Aware that the news media cover state government in a plot-driven, almost cinematic fashion, Schwarzenegger tweaked the storyline this year. He cut side deals with the most powerful among them, leaving little guys -- including poor counties and towns -- to pick after the crumbs. The governor's scheme includes so much hidden borrowing, and so many short-term fixes, that it will cause future deficits to balloon, according to nonpartisan state Legislative Analyst Elizabeth Hall, who predicted "major short-term fiscal problems" for California's poorer local governments. At the same time, Arnold's deal-making narrative has clearly sold well with California voters, who support him with some of the highest poll numbers in state history.
San Francisco Assemblyman Mark Leno, who calls Schwarzenegger "masterful" in his ability to game state Democrats, suggests the storyline the governor has crafted for California is terrible in terms of governance. "It makes sense only if your only goal is to balance this year's budget and next year's budget without looking like you've raised a tax," Leno said. "If that's his sole goal, he's succeeded. But what a ridiculous goal."
Clearly, Mark Leno has never been a Hollywood sci-fi action hero. Otherwise, he'd understand the value of taking old plot devices and making them seem new, no matter how derivative they actually are. And he'd understand the cinematic possibilities of a place like Tehama County.
About halfway between San Francisco and the Oregon border there is a small, rural town known for a unique weather pattern that often makes it hotter than Death Valley in the summer, and for the cool, deep, swift, quarter-mile-wide river flowing through its center. Given this combination, city fathers and mothers years ago constructed an Olympic-sized swimming pool in a park along the river, giving kids something to do summers while keeping them out of the deadly Sacramento River. On a typical day, 300 kids from the tiny town of Red Bluff go to the pool. But when I visited my parents, who live a block away, on this Memorial Day weekend, the pool was dry, the gates locked.
"Basically, due to the state budget crisis, they kind of informed us that our portion of budget cuts was $171,000, and our city manager went to each department, saying we had to cut somewhere," says Ron Gibbs, Red Bluff's parks and recreation director. So Gibbs decided to shut the pool for the month of June. A citizens group formed to raise money to expand the hours, which has, he says, helped. The pool now is set to open in mid-June, though still sans swimming lessons and other programs.
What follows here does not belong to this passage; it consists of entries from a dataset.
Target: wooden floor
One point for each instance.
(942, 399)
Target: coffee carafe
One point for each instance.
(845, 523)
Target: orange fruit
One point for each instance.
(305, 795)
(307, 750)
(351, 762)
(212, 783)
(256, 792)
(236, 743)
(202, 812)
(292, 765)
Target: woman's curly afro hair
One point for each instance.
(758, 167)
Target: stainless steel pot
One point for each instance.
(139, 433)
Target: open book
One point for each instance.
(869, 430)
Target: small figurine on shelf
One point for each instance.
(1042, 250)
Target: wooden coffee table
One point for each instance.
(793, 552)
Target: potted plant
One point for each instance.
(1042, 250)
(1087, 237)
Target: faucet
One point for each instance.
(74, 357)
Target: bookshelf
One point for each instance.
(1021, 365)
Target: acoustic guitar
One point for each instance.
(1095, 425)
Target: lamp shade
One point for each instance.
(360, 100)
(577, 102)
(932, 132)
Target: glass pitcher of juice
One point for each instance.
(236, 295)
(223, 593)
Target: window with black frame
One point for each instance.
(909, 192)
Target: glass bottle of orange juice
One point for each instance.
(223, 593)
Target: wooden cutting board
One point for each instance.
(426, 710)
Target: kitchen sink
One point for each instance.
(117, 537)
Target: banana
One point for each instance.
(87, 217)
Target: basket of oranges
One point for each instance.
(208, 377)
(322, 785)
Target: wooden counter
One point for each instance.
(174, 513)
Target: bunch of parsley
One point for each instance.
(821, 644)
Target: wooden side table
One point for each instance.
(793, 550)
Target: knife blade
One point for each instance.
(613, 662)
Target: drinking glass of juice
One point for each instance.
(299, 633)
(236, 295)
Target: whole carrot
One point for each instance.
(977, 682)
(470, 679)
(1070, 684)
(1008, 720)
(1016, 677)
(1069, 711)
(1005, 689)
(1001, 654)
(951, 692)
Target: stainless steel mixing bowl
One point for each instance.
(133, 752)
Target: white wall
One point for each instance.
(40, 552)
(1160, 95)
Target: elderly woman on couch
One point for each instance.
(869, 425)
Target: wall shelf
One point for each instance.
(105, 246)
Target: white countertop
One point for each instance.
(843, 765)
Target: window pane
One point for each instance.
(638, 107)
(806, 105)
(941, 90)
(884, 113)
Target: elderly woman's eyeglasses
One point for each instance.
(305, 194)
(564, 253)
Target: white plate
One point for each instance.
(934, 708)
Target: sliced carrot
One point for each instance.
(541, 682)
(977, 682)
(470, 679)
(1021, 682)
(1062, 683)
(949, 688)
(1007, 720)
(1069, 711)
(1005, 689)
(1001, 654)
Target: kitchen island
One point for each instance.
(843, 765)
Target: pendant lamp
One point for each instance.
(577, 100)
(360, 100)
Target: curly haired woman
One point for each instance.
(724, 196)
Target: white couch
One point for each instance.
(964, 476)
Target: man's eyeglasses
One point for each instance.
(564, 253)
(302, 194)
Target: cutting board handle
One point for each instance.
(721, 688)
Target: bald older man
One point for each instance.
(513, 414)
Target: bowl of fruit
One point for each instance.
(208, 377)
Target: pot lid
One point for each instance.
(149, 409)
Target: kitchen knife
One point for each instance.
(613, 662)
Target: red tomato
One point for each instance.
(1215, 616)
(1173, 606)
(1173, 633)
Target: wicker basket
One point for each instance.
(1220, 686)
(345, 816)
"We're hitting local businesses and people with so many fundraisers, you can't go downtown without running into three or four banners or collection cans," Gibbs says. "Tehama County is taking quite a big hit. They're millions of dollars in debt. They're really struggling. Their offices are right across the street, so we can see it. They're closing the nursing hospital -- everybody's looking at what they can do with the least amount of repercussions. There's no easy way out."
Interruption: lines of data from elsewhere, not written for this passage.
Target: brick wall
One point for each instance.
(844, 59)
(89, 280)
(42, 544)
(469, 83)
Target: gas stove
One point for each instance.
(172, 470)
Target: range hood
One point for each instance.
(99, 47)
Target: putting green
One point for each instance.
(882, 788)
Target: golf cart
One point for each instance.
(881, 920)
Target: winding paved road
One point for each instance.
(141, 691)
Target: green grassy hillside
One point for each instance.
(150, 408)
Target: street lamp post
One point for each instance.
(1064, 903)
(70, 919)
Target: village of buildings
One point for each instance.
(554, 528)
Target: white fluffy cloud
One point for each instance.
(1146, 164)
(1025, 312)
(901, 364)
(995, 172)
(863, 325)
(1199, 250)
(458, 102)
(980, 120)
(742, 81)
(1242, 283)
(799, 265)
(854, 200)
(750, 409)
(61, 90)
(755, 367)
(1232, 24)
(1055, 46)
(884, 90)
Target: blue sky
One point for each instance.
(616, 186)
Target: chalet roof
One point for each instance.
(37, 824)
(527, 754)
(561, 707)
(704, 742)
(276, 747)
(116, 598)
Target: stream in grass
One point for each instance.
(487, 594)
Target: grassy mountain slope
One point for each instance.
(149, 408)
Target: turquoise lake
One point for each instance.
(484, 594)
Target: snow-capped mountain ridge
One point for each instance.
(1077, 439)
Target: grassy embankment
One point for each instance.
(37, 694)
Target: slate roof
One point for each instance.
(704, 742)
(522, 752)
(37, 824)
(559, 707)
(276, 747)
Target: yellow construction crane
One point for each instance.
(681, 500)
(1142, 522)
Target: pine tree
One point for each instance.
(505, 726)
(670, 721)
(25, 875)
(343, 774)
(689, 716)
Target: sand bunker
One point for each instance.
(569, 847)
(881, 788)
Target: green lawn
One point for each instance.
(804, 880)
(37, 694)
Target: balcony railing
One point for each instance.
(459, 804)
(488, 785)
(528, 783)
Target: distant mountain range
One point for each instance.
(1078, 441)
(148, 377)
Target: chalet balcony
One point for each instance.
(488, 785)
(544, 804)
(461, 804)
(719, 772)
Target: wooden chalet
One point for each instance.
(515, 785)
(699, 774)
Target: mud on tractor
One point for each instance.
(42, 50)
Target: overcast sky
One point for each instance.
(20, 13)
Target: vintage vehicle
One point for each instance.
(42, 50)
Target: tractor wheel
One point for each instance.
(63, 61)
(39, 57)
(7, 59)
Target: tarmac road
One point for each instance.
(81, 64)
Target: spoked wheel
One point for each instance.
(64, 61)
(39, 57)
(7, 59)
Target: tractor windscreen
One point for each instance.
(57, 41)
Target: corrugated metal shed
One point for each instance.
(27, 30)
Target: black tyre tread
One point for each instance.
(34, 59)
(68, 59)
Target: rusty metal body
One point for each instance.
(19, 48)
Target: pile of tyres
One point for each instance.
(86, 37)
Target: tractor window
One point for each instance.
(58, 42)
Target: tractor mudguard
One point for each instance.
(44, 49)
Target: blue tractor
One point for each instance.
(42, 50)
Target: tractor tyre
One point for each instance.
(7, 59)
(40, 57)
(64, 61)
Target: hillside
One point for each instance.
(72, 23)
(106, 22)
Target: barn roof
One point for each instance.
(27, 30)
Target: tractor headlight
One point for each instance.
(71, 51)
This is where Gibbs and other naysayers have it all wrong. With the pool closed, disenfranchised youth will start roaming Tehama County. Perhaps some of their drowned bodies might be found washed up along the shore. In Trinity County, just to the north, where the sheriff has said deputies won't answer calls, citizens might take the law into their own hands. Vigilantes could start patrolling the streets, guided by passion, untroubled by fear. Through the haze a figure -- clothed in black leather, face hatched with scars -- could emerge. He'd be a dangerous, serious figure, but deep in his soul kindness would wait to be awakened; enemies would be available to kill; humankind would exist, just to be saved. Behold the small-town terminator.